Chike shut his eyes against the unease and worry that had dogged his mind ever since the letter and office meeting. “Mama this course is a two year program. I’ll be in the States for at least eighteen months.”
That hit her like a blow to the chest and she froze for a moment. He felt her reaction and held his breath, knowing another whammy was on its way. “Mama, they are also telling me to bring my partner with me. They’ll give me an allowance for housing while I’m taking this course…”
Now Ezeamaka understood his hesitation. She took a deep breath and turned aside, staring into the open dark space beyond while silence reigned between them. She had always been close with her son. Ever since he was born it had been two of them practically against the rest of the world. Chike was her only child, her pride and joy; the single sapling in her backyard that she had so carefully and tenderly nurtured, knowing that someday it would become a mighty Iroko that would cover her entire house and give her shade.
When he was younger, the Yoruba people they lived amidst used to say that he was one but would grow up to be worth two hundred sons to her. Already Chike had began fulfilling this promise – she had a comfortable home, two children to take care of and many grand children on the way. Plus her son was a responsible child who always kept one ear to home, no matter how far he travelled. What more could she ask for?
A good mother will always have the best interests of her child at heart. Ezeamaka was certain that this certificate and position was a stepping stone to even greater things for her son. All the same, two years without seeing his face, and without her daughter in law to look upon? Not to mention her grandchild, whose arrival filled her with so much anticipation…
“Nnam it will be just me in this place for two years. America is not a place where you can just come and visit me for a weekend.”

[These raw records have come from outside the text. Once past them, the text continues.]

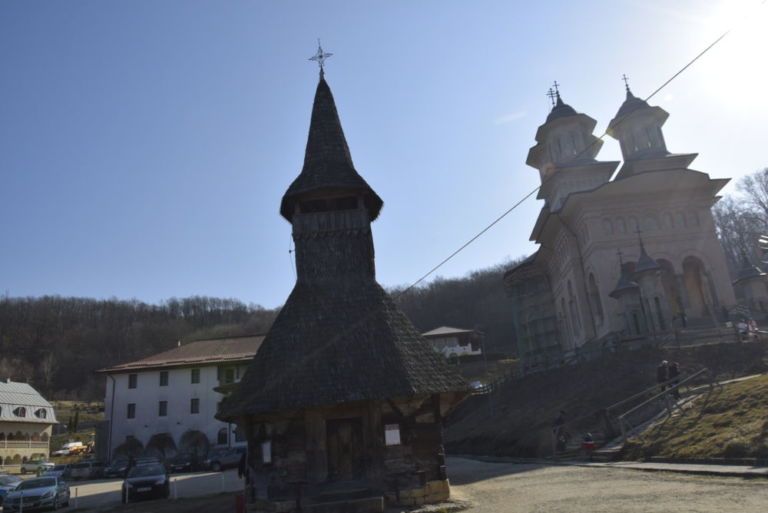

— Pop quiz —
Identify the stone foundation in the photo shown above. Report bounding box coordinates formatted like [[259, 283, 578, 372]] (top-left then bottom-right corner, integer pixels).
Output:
[[385, 479, 451, 506]]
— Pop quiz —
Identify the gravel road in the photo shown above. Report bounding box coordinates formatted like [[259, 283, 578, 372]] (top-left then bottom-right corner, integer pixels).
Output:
[[448, 458, 768, 513]]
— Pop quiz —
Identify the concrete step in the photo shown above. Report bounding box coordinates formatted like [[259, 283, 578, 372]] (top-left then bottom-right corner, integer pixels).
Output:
[[304, 496, 384, 513]]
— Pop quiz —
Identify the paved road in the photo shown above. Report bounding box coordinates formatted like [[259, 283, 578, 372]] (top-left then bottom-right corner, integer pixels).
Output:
[[0, 470, 243, 511], [448, 458, 768, 513]]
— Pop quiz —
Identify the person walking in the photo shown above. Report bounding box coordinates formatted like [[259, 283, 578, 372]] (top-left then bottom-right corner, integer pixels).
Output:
[[669, 362, 680, 399], [656, 360, 669, 392]]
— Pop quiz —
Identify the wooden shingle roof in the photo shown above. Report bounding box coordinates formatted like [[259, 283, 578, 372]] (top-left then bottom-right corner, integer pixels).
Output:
[[280, 78, 383, 221], [218, 280, 467, 421]]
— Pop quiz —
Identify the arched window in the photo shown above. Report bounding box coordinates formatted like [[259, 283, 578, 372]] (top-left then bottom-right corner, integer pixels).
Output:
[[688, 210, 700, 226], [568, 280, 581, 335], [589, 273, 605, 324]]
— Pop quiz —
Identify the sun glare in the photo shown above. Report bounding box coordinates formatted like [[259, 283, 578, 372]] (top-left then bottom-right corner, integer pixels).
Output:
[[701, 0, 768, 109]]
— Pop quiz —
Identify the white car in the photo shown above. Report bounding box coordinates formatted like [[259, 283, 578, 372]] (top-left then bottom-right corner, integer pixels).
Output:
[[3, 477, 69, 513], [21, 460, 56, 474]]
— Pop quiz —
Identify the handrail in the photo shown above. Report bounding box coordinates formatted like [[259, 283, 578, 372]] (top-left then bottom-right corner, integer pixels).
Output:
[[605, 367, 708, 412], [617, 367, 714, 442]]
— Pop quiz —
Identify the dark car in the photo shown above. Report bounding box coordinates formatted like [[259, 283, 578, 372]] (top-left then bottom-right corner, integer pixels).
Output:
[[123, 463, 171, 504], [43, 463, 72, 481], [165, 452, 200, 472], [3, 477, 69, 513], [69, 460, 104, 480], [0, 474, 21, 506], [104, 459, 128, 477], [203, 447, 245, 472]]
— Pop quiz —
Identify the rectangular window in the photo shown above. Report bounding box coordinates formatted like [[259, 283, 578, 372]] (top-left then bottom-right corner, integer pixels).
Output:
[[384, 424, 400, 445], [261, 440, 272, 464]]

Chike groaned under the pangs of guilt that shot through his system. “I know mama, that’s why I’ve been hesitating with this position. I don’t want to leave you here alone but at the same time it would be good if Ada can give birth in the U.S, where the hospitals are better and she’ll get excellent care.” He scratched his newly shorn head. “Maybe I should let her wait until after the child is born, ehn mama? That way, both of them can stay with you for a while.”
Ezeamaka firmly shook her head. “You’re right about the hospital part, Adanma should get the best care possible. She should go with you and have the baby in America.” A soft sigh escaped her lips and she shrugged. “Two years is a short time my son, very soon you’ll all be back and I’ll have you to myself again.”
Her words brought sweet relief to his heart and he turned to her with a small smile. “Thank you mama, for understanding. I know this is difficult for you.”
One thing Ezeamaka had come to realize was that the true difficulties of motherhood began and continued well after the labor pains. It was a constant cycle of hopes and expectations, sacrifices and rewards. A mother never gets off the birthing stool. Her mother once said this to her years and years ago; it was a truth enduring, with so many ramifications.
And so she forced a smile on her face and rubbed her son’s head. “Nnam, you are a good son and you have best wishes for your family. It is good for a man to work hard while he is still young, so he can rest when he is old. When it is time for harvest, we will all sit back and enjoy the fruits of our labor. What you have brought home today is a good thing – I’m sure Adanma won’t object when you tell her.”
Chike nodded softly, feeling a little bit more confident about the prospects of selling another relocation to his wife now that he had his mother’s support. Besides, it was like she said, two years would come and go in a heartbeat.